In a crammed Washington conference room last week, speaker after speaker seemed to apologize for their ‘broken record’ talking points as Bloomberg New Energy Finance and the Business Council for Sustainable Energy unveiled their annual Factbook. But, of course, they were only being honest — like 2013 before it, 2014 had been an unprecedented year for clean energy.
Even in the early days of 2015, the eagerness in the room seemed to be focused on the gains to be made in the coming year. Could 2014 have set the stage for what might be the clean economy’s watershed moment?
The anticipation stems from the dismantling of what we thought was an economic convention: as oil prices tumble, so should the market. Few things, historically, have been more important to the U.S. economy. As we surge into 2015, however, the United States is witnessing a curious shift from its old economic conventions. At under $50 a barrel, the cost of oil has hit a five year low, and yet, the market remains bullish, the Dow Jones Industrial Average and NASDAQ continue to post record numbers, and impressive job reports continue to trickle in. It seems that 2015 brought a different kind of economy, and evidently, the linkage between our markets and clean energy is solidifying.
That’s because America’s energy in general is becoming cleaner and more plentiful, no matter what the price of oil is. To fully understand this shift though, it’s important to look backwards at what set the stage for this year.
In 2014, it became clear that the shale boom was not the only boom in town. The past year was a milestone for America’s transition to a clean economy. Every quarter seemed to mark a new benchmark, on cost reductions or deployment, for the once nascent renewable energy industry. Increasingly, this sector became a well-established American powerhouse — slowly altering the ebb and flow our market economy.
Hot off of last year’s heels renewable energy is entering into a year of affordability. Costs for renewable technologies like solar and wind have consistently dropped over the last five years — nearly 58 percent for wind and over 64 percent for solar. The impact? Plummeting prices for generating electricity with the sun and wind have now made them cheaper than coal and natural gas in some markets. What was once thought to be an aspirational science project has now become a reality, and as going green goes ‘into the black,’ more affordable energy means increased project development.
Competitive costs have led to an unparalleled uptick in clean energy deployment. In 2014, renewables grew at their fastest pace ever. In fact, it was reported that renewable technologies made up almost half of all new power generation — outpacing even natural gas. That’s why in 2015 you can expect an American solar project to be installed every 3.2 minutes. Conversely, only one coal power plant was built last year, and there is no reason to believe that trend will change in 2015.

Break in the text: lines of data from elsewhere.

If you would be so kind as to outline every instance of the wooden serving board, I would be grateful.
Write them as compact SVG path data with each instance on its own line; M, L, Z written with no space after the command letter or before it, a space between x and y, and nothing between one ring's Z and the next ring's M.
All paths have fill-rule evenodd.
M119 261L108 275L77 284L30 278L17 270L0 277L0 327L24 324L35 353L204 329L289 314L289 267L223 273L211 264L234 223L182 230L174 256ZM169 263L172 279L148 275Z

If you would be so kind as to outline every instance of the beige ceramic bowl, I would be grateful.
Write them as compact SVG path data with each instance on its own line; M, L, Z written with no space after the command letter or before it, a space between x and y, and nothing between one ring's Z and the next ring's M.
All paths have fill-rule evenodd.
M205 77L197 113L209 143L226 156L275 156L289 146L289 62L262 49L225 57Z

Of course, a boom in project deployment brings a surge in clean employment. As the clean job reports keep stacking up, we know that more people now hold jobs in renewable energy than ever before. Solar added over 30,000 jobs in last year on its own. With this scale-up certain to continue, more Americans are viewing renewable energy as not only a cleaner, more sustainable energy choice, but an economically-smarter energy choice as well.
A slew of studies confirm that renewable energy sources will continue to be the public’s choice for powering America. Reported in USA TODAY, 91 percent of Americans think generating electricity from solar power is a “good idea”, and 84 percent said the same for wind energy generation. In comparison, coal received a measly 21 percent approval from the same study, and a University of Michigan study found only 29 percent of New Yorkers supported shale gas extraction in their state — which, notably, just imposed a ban on fracking.
Because of such widespread public support, our midterm elections were particularly emblematic of the county’s shifting dynamics. No Republican candidate openly opposed renewables in the midterm. On the contrary, a number of Republican victors — Senators Cory Gardner and Susan Collins, and Representatives Cathy McMorris Rogers and Kevin Cramer — actually ran on pro-renewable energy platforms.
And if this past year was any sort of indicator for 2015, the EPA’s two landmark rules showed that the progress made last year will certainly continue. Both the EPA’s Clean Power Plan and ozone rule sent a clear signal to businesses and investors: coal has had its day, and we are entering a clean energy era. The administration’s climate accord with China also reinforced this trajectory. This year has potential to push the envelope even further with more cost-reductions, more jobs, and additional projects that will benefit all Americans.
This significant shift to our old-era conventions will certainly bring a significant boost to a healing economy. The changing of the guard has begun, and with simple policy stability we can expect the renewable energy industry to continue its ‘broken record’ growth for years to come.